Pivoting systems have proliferated in the last several decades. Hal developed several pivoting systems. Today, there are numerous players who claim to use pivoting systems that came from Hal. It seems that many variations of the idea can be made to work. For example, Ron Vitello (NYC) has developed and published his personal pivoting system, and it’s not like Hal’s systems.

Across years of teaching and thousands of players, the two versions of pivoting systems I teach have become solid, mechanically understandable systems. They are used by many of the higher level players that graduate our program.

At this point, I believe the efficacy of the pivoting systems is due to two big factors. Firstly, these systems simplify and routinize what you’re looking at and how you arrange your body. This means your approach to every shot is as much the same as you can make it. With your consistent setup, you learn your new set of shot pictures pretty quickly. Secondly, panning your tip across the cue ball, with your pool brain engaged, gives your brain/body a ton of data about when the stick is pointing correctly for that particular shot. Pivoting helps you hone in on the correct aim.

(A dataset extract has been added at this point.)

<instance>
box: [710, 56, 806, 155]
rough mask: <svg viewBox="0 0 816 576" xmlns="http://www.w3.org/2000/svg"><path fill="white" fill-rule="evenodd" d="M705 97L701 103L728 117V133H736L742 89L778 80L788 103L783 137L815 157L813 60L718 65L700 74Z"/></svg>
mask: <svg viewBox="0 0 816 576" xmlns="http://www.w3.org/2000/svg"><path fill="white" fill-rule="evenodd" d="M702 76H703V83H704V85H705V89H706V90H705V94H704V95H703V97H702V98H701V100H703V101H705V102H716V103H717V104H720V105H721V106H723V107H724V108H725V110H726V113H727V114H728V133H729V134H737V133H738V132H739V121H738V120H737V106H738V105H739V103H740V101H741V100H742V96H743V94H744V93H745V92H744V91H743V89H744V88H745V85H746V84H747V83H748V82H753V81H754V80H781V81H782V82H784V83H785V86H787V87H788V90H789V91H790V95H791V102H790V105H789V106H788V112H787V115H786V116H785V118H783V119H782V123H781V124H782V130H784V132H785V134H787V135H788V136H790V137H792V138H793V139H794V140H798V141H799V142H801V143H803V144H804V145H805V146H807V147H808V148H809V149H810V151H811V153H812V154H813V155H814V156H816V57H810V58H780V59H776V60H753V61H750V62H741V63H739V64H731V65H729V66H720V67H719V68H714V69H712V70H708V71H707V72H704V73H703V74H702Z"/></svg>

Pivoting systems require the player to already have solid fundamentals. You have to be able to stroke straight on the line your stick is on, even if your eyes are not on that line.

Hal’s legacy is alive, and is still evolving. My advice is this: If you can’t make any sense of what a system wants you to do, maybe it doesn’t make sense. There are players & instructors who have something that somehow works for them, but can’t communicate it in a practical way. Let it go, and maybe try it again sometime down the road.

Contact point aiming systems have the player focused on the contact points of the object ball and cue ball. These are the two spots that have to come together at impact to succeed on the shot.

Most of us have worked hard at getting our vision centered above the center of the stick. But the only time the two spots visually align is when the shot is straight-in and no English. To correctly see the contact points, your eyes might have to be on a different line. Contact point aiming systems usually require the player to look down the contact point line as they shoot. For some players, this is natural. For others, it may be disconcerting.

I think that if you learned to play by pointing your stick at targets (such as imagining a laser coming out of the center of your tip), fractional systems will make the most sense to you. If you learned to play by connecting contact points, this category of systems may be for you.

Summary: You could say that an aiming system “works” if it gets your stick on the right line for the shot. One day at pool school, we set up the camera and got images of me setting up to shoot the same shot using the three different aiming systems I teach. In each photo, the stick was on the correct line. The location of my eyes and body parts varied a bit.

Aiming systems are sexy and fun. But fundamentals of form are what is most important. If you can’t deliver the cue ball reliably & precisely to where you think it should go, you’re not ready for an aiming system.